Do these stocked trout absolutely never reproduce? Specifically brown trout. It seems that wild brown trout are in many creeks In my area. Maybe this is a stupid question but are they from recent stocked browns that reproduced? Recent being from the last few decades. Or are they ancestors of brown trout from long ago? If stocked trout don’t reproduce how did brown trout take hold from the jump? Were the very beginnings of stocked browns pure wild trout imported from different parts of the world?
A lot of folks like to think that all the wild BT in PA are the descendants of eggs that were shipped here in the late 1800s. Some even suggest that the fish from Germany have maintained a separate line from the fish from Scotland. I don't buy it. Not in all cases. They're the same species, and fully capable of breeding with each other, and they're being stocked in streams that support brook trout which require the best water quality and habitat conditions. Of course there is stocked trout survival and in some cases, reproduction.

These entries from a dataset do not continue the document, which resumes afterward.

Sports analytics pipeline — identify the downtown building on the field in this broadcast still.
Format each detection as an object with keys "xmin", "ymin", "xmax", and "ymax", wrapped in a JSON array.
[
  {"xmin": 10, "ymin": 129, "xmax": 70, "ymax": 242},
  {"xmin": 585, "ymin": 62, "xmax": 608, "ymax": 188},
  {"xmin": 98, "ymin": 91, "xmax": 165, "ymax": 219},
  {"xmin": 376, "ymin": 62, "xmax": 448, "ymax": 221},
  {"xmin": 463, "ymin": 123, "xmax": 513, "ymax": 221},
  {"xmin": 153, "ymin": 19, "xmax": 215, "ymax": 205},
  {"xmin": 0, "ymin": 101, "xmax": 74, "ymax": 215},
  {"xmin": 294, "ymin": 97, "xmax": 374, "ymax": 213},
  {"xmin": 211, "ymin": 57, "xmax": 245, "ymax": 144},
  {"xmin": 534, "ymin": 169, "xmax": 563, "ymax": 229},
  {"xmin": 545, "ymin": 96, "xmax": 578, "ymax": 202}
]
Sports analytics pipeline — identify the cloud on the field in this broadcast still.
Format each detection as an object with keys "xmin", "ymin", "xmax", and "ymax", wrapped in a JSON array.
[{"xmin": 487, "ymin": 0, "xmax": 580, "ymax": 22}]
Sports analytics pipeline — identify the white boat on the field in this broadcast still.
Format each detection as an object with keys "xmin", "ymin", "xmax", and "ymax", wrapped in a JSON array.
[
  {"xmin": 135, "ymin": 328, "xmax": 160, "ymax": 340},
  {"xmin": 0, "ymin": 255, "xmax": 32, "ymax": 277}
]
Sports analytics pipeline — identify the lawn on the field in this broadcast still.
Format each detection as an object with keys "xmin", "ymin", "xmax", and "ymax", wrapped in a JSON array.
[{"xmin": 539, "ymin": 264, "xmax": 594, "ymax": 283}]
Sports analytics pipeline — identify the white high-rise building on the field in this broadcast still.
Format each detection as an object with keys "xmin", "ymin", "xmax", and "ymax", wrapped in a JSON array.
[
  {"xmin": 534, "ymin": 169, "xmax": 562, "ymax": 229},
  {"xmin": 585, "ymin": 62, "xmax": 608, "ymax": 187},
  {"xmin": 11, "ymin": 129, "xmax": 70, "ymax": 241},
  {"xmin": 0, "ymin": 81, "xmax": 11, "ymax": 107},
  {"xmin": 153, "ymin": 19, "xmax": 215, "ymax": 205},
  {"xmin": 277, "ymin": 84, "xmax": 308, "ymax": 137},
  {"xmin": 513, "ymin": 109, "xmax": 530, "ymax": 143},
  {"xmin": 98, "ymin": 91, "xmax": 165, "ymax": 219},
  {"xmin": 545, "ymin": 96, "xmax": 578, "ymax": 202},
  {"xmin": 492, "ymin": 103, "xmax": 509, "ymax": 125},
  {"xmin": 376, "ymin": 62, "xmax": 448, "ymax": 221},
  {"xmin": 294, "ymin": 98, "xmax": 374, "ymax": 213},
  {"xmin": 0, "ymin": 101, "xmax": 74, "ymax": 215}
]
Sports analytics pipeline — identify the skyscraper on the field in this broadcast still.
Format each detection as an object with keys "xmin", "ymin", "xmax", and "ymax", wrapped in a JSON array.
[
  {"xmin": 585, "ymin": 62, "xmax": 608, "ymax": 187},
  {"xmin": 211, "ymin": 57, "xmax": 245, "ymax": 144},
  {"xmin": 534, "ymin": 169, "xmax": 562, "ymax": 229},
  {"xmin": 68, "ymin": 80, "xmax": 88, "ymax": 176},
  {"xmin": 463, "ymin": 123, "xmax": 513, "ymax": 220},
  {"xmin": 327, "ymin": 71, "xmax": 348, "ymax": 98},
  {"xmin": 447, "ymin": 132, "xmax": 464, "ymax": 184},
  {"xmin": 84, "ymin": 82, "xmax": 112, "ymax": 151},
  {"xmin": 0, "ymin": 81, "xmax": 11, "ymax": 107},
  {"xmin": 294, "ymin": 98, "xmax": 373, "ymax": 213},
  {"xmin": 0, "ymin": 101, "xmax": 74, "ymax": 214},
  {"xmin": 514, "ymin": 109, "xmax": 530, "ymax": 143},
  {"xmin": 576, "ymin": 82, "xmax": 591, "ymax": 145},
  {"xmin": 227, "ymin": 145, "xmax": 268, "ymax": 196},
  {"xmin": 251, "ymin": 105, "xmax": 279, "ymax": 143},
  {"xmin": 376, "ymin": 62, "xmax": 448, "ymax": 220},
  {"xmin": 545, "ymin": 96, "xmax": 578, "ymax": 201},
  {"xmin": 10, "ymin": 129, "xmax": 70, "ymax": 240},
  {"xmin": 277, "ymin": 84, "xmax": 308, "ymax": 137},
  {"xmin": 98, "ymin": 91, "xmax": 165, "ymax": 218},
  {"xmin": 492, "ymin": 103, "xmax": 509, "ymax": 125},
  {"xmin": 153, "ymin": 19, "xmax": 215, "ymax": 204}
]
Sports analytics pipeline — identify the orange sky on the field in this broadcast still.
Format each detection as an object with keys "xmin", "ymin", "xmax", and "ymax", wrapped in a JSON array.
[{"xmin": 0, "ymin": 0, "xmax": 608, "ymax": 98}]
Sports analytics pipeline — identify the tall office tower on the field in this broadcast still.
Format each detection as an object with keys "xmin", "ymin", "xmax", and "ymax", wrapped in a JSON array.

My position is based on what I've seen. The more recent strain of BT that PFBC uses tends to have distinct markings. Instead of round spots, they have squiggly lines. I've even seen anglers on social media arguing over whether a photograph of a PFBC stocked BT is a tiger trout. In a stream near me that was predominantly brook trout 30 years ago that is now predominantly brown trout, I've caught countless brown trout that have a mixture of that squiggly line trait and the more typical wild brown trout traits. They'll have the blue spot on their operculum, clean fins, smaller body size, mostly round spots, but then they have orange spots instead of deep red, and they'll have the broken/squiggly line spots on their body too.
On that particular stream, it was the establishment of a club that started stocking the bejesus out of the stream about 20 years ago and the state dumping brood stock in the stream, plus I think some really bad jack dams that prohibit movement in the summer and created a bunch of unnatural deep pool habitat all contributed to an explosion in the BT population (and the loss of ST).
The fish PFBC stocks are not hybrids. They are fully capable of reproducing in the wild. I agree that the most significant impacts from stocking are likely the increased incidental mortality, and risk of disease introduction, however, these fish are fully capable of establishing populations of naturally reproducing trout.